The Question of Counter-Protesting

I had an interesting discussion with someone today about the appalling white supremacist rally in Charlottesville, Virginia. We talked about a number of different aspects of it, but one element remained debatable, and I’m curious to hear your thoughts. It’s about counter-protests.

At first, the idea was expressed that simply ignoring a rabble of angry, bigoted, white dudes will prevent them from getting what they want. They want a fight. They want a platform. So don’t give it to them.

Of course, that’s not what happened. There was a counter-protest to the rally, and the clash of the two groups was violent.

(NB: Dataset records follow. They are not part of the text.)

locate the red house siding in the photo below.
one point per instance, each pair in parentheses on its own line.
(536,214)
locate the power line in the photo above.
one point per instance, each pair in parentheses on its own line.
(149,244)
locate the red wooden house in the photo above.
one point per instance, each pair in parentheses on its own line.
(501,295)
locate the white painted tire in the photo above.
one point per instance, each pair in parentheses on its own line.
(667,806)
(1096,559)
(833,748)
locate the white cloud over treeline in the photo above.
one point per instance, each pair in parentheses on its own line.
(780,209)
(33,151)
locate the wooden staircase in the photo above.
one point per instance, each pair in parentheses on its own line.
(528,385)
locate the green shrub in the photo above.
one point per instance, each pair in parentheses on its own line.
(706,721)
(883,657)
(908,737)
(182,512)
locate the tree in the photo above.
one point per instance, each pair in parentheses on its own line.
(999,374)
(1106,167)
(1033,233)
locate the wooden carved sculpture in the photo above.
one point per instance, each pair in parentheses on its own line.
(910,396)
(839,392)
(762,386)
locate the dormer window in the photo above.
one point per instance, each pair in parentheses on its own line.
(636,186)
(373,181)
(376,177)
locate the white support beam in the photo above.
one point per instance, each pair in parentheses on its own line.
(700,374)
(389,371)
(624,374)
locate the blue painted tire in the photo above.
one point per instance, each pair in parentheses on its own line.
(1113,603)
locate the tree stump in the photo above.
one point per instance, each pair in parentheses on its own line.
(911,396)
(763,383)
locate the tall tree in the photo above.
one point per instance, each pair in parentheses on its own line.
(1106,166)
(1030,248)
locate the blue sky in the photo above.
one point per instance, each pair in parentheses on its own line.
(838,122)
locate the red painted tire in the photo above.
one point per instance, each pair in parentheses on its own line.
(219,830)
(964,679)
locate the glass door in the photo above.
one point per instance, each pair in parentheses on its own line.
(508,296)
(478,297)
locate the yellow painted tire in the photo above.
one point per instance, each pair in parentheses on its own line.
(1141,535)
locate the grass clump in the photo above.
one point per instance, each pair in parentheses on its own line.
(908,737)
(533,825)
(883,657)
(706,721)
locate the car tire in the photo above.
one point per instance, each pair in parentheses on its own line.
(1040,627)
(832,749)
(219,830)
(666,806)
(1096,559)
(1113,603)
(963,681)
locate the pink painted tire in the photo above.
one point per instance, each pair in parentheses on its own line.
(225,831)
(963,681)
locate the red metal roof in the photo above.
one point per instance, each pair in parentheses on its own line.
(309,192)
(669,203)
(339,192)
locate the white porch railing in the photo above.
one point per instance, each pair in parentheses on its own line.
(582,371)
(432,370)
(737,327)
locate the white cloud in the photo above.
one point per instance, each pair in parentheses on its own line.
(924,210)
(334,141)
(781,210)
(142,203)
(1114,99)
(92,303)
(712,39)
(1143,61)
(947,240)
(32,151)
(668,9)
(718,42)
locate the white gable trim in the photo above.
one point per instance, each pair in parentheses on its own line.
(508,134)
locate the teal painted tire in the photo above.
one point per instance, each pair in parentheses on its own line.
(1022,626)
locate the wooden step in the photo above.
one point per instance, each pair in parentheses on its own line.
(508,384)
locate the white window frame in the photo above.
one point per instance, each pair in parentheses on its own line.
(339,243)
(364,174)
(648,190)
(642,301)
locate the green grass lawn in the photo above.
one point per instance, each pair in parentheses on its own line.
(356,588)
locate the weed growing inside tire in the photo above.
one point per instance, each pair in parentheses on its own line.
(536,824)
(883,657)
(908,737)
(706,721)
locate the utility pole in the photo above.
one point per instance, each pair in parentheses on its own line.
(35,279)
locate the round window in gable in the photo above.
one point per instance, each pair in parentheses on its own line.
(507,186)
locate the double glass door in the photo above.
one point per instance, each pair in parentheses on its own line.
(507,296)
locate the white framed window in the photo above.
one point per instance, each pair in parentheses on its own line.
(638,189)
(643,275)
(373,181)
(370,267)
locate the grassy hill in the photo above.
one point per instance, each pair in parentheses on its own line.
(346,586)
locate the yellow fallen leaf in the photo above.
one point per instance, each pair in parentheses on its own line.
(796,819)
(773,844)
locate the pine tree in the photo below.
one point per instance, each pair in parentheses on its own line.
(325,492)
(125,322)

But then an opposing idea came up in the conversation: Don’t we have a responsibility to show each other that bigotry doesn’t belong in 2017 America. Even just on a micro-level, isn’t it good that the people of Charlottesville decided to say, “This isn’t what we believe in”?

I’m torn between the two options (to counter-rally or not to counter-rally). I don’t want to condone anything that would give white supremacists the coverage they seek, yet I also understand that remaining silent sends the wrong message too.

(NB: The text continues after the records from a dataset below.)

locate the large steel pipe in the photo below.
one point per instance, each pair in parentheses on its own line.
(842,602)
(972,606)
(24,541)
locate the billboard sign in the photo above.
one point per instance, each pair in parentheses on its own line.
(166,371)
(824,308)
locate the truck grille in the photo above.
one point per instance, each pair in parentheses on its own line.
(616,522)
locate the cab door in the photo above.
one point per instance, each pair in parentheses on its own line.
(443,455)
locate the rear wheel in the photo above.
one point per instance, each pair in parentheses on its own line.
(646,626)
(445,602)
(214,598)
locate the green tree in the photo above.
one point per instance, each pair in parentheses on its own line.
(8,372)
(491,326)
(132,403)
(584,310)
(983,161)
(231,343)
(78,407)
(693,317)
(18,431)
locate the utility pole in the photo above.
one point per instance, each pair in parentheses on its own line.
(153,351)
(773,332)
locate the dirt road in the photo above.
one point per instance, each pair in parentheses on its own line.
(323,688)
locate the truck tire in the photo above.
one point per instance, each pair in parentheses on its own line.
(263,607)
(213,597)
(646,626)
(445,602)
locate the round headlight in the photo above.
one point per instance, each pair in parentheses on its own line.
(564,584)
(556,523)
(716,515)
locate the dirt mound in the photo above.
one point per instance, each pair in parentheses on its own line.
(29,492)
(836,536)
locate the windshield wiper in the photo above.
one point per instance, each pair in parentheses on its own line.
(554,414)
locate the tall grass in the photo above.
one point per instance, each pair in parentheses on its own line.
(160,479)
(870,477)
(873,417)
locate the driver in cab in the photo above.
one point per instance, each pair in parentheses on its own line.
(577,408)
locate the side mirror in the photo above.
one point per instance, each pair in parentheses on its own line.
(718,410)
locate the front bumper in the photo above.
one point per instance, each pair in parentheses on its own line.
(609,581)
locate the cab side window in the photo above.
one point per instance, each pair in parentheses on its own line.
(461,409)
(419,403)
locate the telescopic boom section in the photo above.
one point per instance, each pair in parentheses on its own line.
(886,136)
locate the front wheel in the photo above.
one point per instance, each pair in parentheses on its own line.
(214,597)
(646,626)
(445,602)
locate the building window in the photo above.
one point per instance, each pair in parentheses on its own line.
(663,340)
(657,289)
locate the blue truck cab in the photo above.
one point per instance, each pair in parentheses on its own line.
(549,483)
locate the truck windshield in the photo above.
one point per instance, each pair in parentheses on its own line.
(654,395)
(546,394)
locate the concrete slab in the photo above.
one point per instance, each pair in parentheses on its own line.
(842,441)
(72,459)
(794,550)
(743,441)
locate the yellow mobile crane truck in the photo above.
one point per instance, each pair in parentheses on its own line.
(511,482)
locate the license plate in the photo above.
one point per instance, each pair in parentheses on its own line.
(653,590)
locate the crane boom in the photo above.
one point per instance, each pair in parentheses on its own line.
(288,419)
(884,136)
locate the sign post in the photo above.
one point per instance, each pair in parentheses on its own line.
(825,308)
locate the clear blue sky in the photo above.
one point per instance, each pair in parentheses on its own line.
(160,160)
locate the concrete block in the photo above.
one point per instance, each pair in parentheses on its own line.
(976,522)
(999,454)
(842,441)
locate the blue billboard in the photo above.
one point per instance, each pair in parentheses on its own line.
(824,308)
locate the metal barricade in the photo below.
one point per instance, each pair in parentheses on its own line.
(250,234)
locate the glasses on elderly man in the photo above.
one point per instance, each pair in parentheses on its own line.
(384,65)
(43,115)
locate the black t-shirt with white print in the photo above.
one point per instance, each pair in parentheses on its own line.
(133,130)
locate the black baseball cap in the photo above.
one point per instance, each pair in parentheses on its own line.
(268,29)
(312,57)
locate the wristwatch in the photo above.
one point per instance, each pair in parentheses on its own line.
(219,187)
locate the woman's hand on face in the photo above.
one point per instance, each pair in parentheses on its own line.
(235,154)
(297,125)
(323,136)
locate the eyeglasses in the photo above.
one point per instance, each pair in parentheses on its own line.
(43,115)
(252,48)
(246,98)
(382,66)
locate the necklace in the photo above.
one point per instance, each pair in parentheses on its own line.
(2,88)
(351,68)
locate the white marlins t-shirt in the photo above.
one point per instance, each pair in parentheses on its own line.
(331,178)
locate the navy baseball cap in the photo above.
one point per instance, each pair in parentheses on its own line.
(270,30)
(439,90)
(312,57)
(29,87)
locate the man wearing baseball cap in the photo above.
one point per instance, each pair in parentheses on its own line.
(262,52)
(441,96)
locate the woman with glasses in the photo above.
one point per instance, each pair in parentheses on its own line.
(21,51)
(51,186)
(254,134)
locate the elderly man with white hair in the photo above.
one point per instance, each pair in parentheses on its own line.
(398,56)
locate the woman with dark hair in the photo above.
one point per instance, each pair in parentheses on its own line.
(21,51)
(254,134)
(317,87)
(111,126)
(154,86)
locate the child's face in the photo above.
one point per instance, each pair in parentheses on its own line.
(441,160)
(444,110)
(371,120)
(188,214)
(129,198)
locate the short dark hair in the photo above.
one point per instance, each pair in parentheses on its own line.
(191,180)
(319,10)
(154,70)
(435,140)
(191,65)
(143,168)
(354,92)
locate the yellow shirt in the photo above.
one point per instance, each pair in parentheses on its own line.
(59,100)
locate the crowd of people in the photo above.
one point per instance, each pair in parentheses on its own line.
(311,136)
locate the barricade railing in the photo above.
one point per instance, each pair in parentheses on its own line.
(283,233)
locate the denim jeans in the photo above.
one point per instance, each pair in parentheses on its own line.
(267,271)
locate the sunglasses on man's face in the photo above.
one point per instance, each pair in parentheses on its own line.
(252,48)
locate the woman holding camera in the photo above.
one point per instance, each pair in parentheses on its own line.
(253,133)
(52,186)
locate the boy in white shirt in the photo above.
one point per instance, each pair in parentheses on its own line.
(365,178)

What do you think is the best way to handle a situation like this? I’m specifically talking about showing up at an appalling rally to counter-protest face-to-face (this isn’t a debate about whether or not we should speak out in opposition to bigotry–by nature, bigotry is wrong and should be condemned).

[UPDATE] If you are in favor of in-person counter-protesting, have you ever done it? Would you? In the initial response to this post on social media, a few people replied with hard-line answers saying that there’s really no question at all, that the only answer is that we must counter-protest and that silence is acceptance. So if that’s your point of view, I think it’s fair to ask you if you’ve shown up at a rally like this to counter-protest. If not, what does that say about you?